Final answer:
To find the 99% confidence interval for the true proportion of children who like ice cream based on the sample, we need to calculate the standard error, find the critical value (z⋆), and construct the confidence interval.
Using the given information, the confidence interval is approximately 0.8551 to 0.9149.
Step-by-step explanation:
A confidence interval is a range of values that is likely to contain the true population proportion with a certain level of confidence. In this case, we want to find the 99% confidence interval for the true proportion of children who like ice cream based on the sample.
- To calculate the confidence interval, we need to determine the standard error of the proportion. The formula for the standard error is:
- Standard Error = sqrt((p_hat * (1-p_hat))/n)

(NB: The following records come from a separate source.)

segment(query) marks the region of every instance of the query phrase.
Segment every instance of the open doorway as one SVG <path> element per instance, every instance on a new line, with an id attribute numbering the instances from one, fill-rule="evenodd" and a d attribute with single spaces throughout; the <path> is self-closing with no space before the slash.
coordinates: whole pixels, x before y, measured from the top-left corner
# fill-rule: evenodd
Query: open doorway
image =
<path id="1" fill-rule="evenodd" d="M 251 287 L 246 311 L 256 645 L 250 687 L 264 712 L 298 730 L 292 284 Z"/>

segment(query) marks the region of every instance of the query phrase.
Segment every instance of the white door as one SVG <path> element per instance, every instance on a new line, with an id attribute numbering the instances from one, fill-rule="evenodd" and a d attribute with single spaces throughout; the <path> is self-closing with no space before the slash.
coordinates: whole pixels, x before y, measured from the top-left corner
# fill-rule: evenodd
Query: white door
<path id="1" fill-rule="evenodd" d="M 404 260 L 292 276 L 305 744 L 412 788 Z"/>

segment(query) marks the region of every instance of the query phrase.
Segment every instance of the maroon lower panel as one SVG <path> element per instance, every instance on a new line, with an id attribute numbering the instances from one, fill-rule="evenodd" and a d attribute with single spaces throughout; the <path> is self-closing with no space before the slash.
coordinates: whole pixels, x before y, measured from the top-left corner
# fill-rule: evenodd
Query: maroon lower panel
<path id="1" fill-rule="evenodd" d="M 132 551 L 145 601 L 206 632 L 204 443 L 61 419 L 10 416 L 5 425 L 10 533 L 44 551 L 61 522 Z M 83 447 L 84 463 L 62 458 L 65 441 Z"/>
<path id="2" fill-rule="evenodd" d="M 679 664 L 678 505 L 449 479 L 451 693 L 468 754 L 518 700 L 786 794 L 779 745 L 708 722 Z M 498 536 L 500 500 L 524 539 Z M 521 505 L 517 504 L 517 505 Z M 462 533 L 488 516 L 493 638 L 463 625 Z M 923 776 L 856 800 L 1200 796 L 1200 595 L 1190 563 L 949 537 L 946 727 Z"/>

Given that there are 885 out of 1000 children who like ice cream, the proportion estimate is 0.885.Plugging in the values into the formula, we have:
- Standard Error = sqrt((0.885 * (1 - 0.885))/1000)
- Standard Error = 0.0116
Next, we need to find the critical value (z⋆) for a 99% confidence level. We can use a standard normal distribution table or a calculator to find this value. For a 99% confidence level, z⋆ is approximately 2.58.Now, we can calculate the margin of error by multiplying the standard error by the critical value:
- Margin of Error = z⋆ * Standard Error
- Margin of Error = 2.58 * 0.0116
- Margin of Error = 0.0299
Finally, we can construct the confidence interval by subtracting and adding the margin of error to the proportion estimate:
- Lower Bound = 0.885 - 0.0299
- Lower Bound ≈ 0.8551
- Upper Bound = 0.885 + 0.0299
- Upper Bound ≈ 0.9149
Therefore, the 99% confidence interval for the true proportion of children who like ice cream is approximately 0.8551 to 0.9149.